Mason Moore from Salt Lake City

It seems to be that all the best mountainboarders in the world have already visited spring extreme show Breakthrough, but this year a new one made it. Mason Moore finally brought to Russia his double backflip.

Am I right that it was your first international show? What are your impressions of the trip?

Yes, that was my first international show, and it was a blast. Everybody is much nicer in real life than on Facebook and it was really nice to put faces to names that I’ve seen around the industry. Everybody in Russia was super welcoming and patient, especially since I don’t speak Russian well ha-ha. It is definitely a trip I won’t forget.

Breakthrough 2013
Mason Moore © Irina Gorodniakova

From the last season you started to take part in Nitro Circus shows. What are the differences for you as a mountainboarder between Moscow’s Breakthrough and Nitro Circus’ Live one?

Honestly, the Nitro shows are on a whole other level. We’ve done shows locally in my home town where the smallest crowd was as big as the Breakthrough crowd but they seem to have so much more energy and just go nuts. Possibly because they’re also jumping contraptions like homemade tandem bikes and bathtubs. I think the energy also comes from the fact that at those kinds of shows the crowds are almost expecting you to fall, so when you land a trick it’s even more amazing. As where you’re more expected to stomp your tricks at an event like Breakthrough.

Jereme Leafe and Mason Moore
Mason Moore and Jereme Leafe © Andrey Yenin

Breakthrough was definitely a cool show, especially the layout of the venue. They definitely did it differently. The jumping is a little bigger with Nitro too, but the pressure is there because that’s what they’re known for — going bigger! The landing they use is called «Resi» which is a soft padded landing of the same degree with a more forgiving polyurethane/plastic top. It’s a little more forgiving than dirt or wood and allows riders of all sorts to try different and new tricks. The only thing you really have to worry about that landing is burns from the friction of sliding down the surface if you don’t land wheels down.

Everyone noticed that trucks on your board stand inverted. May be it’s helpful for jibbing, but what’s about big-airs?

Yeah, some would definitely call my trucks «backwards». It’s something I was suggested to try by Casey Thomas so I tried it and haven’t looked back. It definitely helps for jibbing because you’re stalling or grinding on the flat axle part of the truck rather than the short indented side. It also shortens the wheel base which makes manuals easier to pull (not hold) and pumping smaller transitions easier. Flipping the trucks raises the ride height as well, so on bigger drops that I’d normally bottom out on by board doesn’t even tap the ground. I don’t really notice a huge difference in big air. Since it shortens the wheel base it brings the weight of your trucks and wheels closer to your feet keeping a tighter spin. Some would argue that because you’re shortening the wheel base it makes your board a bit more instable. Again, I don’t notice. Riding traditional trucks feels weird to me now.

MBS Big Air Show
MBS Big Air Show © Brandon Johanns

For the past few years we (in Europe) haven’t seen any new names from US. I mean all edits what we sees are from already known riders. How’s mountainboarding in US?
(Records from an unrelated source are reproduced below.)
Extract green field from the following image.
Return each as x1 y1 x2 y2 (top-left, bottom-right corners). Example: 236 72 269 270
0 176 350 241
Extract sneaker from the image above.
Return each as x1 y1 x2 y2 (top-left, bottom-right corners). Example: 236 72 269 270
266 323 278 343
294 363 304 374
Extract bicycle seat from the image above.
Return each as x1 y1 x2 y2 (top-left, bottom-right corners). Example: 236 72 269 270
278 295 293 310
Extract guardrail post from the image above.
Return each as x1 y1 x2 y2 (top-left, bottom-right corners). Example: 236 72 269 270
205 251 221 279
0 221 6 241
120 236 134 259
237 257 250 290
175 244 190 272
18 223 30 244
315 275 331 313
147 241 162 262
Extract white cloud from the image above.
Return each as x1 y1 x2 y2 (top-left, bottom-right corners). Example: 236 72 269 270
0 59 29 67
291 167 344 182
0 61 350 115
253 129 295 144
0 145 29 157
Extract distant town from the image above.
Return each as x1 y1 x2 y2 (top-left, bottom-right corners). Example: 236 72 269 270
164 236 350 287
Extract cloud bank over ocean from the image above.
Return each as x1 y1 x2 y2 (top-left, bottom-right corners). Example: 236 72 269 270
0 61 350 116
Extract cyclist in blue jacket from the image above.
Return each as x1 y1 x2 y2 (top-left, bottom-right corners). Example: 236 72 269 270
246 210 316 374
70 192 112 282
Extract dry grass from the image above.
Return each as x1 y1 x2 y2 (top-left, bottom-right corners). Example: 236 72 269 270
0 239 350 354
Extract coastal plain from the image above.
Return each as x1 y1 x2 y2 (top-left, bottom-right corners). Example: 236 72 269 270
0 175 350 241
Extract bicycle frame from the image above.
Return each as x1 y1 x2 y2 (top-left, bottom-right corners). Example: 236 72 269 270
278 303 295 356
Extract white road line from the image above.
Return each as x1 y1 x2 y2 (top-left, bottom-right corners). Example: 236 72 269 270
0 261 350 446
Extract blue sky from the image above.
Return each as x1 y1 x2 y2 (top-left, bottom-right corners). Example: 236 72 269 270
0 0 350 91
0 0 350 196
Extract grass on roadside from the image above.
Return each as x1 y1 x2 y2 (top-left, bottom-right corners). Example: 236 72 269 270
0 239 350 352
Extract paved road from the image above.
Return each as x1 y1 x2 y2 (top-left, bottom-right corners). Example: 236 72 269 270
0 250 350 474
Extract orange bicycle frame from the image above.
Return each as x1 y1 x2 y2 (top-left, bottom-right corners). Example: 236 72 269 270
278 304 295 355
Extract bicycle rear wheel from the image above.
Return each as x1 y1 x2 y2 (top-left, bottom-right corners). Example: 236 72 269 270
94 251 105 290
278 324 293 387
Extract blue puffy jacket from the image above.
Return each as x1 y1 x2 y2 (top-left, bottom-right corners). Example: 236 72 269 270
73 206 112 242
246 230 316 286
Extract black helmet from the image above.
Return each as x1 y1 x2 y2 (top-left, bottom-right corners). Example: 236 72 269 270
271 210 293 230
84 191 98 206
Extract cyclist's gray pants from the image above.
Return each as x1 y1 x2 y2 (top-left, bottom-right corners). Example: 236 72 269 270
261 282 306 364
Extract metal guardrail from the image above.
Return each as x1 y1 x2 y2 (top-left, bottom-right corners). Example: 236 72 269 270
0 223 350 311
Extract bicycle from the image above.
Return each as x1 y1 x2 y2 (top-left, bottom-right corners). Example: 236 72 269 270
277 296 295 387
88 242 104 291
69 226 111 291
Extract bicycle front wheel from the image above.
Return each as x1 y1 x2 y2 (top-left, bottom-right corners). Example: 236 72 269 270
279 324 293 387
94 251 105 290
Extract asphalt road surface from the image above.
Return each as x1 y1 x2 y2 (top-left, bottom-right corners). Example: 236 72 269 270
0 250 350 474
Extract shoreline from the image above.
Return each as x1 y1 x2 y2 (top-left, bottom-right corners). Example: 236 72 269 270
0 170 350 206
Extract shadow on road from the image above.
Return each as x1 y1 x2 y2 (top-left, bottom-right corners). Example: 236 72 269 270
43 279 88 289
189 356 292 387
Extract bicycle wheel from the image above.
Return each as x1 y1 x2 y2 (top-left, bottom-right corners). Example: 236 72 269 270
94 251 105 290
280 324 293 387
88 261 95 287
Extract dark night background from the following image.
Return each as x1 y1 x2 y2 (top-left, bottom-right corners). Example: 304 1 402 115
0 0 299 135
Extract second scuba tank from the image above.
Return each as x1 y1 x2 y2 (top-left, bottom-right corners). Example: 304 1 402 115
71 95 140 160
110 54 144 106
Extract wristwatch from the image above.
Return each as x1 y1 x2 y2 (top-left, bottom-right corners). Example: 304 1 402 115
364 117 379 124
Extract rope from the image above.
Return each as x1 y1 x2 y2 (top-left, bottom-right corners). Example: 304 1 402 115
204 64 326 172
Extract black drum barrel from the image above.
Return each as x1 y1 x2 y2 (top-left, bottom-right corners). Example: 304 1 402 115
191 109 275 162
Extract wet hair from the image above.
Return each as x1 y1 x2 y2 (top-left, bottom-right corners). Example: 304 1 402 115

I can definitely say mountainboarding in the US is gaining popularity again, more so than in the past. Being featured in events with nitro circus and in viral video projects helps out quite a bit too. I hear from new and younger US riders all the time, but because there isn’t a huger base of riders over here it’s hard to keep the stoke going. I’ve been seeing so really progressive stuff lately and wouldn’t be surprised if somebody from the US takes the rest of the world by storm. In the mean time I hope to put some more current stuff out with new riders doing new tricks with some bigger events.

Great to meet you in Moscow, hope to see you and other Americans again. In conclusion, may be you have any remarkable story from this trip that you can to tell…

I’d love to come to more international events, be it a show or competition. Oh man, Moscow is entirely a different world compared to where I’m from. The drivers are crazier, public transit is more relied upon, and people will sell anything they can to make a buck. One thing I remember was a woman selling little sea turtles outside the metro in snowing conditions. Also, I don’t know a word of Russian so after listening to it for five days straight once I heard some English rap music that sounded like mumbling at first. (But doesn’t it all?) Anyways, Moscow is a very beautiful city and the size of every building there is insane to me as well. Thanks for having me! And I hope to return soon, possibly when it’s warmer?

Albuquerque
Albuquerque © Brandon Johanns

I’d definitely like to shout out to MBS Mountainboards first and foremost for their support through the years and DYAD Clothing as well. TUBAinc, Rockwell Watches, Salty Peaks Mountainboard Shop, Endless Thoughts Digital Media Company and 2Netz for bringing me out and the rest of Russian mountain board community for welcoming me as well.